Troisièmement, nous sommes confrontés à un rebond inquiétant. Or sans base scientifique, le décret du 29 août 2020 renvoie au travail des personnes vulnérables du fait de leur pathologie. Jusque-là, elles étaient protégées par le décret du 5 mai 2020, qui a été abrogé. En particulier, il est permis aux employeurs de refuser le télétravail, même si le poste s'y prête. France assos santé avait proposé de retenir la liste des pathologies à très haut risque dressée par le National health service (NHS) britannique, puisque le Haut Conseil de la santé publique (HCSP) français ne s'était pas prononcé. Ce décret suscite beaucoup de protestations. Nous soulignons aussi l'incohérence de certaines mesures, puisque les recommandations du Haut Conseil de la santé publique sur les transports en commun ne peuvent être suivies, la distanciation ne pouvant y être respectée. Aucune autre solution n'est offerte aux personnes vulnérables qui se rendent au travail.
Le quatrième sujet est la déprogrammation des interventions. Certains patients ont renoncé à des soins dans une certaine opacité, non seulement pendant le confinement, mais aussi à sa sortie. Ils ont reçu pour seul mot d'ordre : restez chez vous ! Certaines déprogrammations ne sont pas récupérables. Des parcours de soins de malades chroniques ont été suspendus. Nous attendons que chaque établissement de santé soit tenu de communiquer clairement sur la déprogrammation après avoir informé les représentants des usagers de son établissement. Quelles disciplines ? Quels actes ? Pourquoi ? Quelles solutions de rechange ? À propos des déprogrammations, la complémentarité des établissements publics et privés, qui a souffert d'un certain flottement en phase 1, trouve ici aussi toute sa place. Puisqu'on s'attend à une pandémie pendant de longs mois, avec des hauts et des bas, il est indispensable d'organiser une communication vers le grand public sur les déprogrammations, voire un suivi à distance des patients et un rappel individualisé.

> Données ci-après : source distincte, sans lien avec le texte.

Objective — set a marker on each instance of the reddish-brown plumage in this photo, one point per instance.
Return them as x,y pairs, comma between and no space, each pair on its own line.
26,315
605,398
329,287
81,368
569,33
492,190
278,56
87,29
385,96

Cinquièmement, nous avons besoin de données de qualité et fiables pour connaître, comprendre, anticiper et organiser au mieux la lutte dans tous les territoires. Par exemple, le système d'information CépiDC, outil de transmission en temps réel des certificats électroniques des causes de décès, est quasiment au point mort, depuis des années. Seulement 20 % des décès sont renseignés dans cette base, tous les autres l'étant sur support papier. Nous aurons vraisemblablement les données sur les véritables causes de décès en ville avec un recul de deux ans. À l'hôpital, le programme de médicalisation des systèmes d'information (PMSI) permet d'accéder aux diagnostics et à la cause des décès. De même, nous ne connaissons toujours pas le nombre de personnes isolées à la suite du covid ou contacts covid. Les délégations de territoire ont besoin de données pour mieux piloter leurs actions et essayer de faire mieux.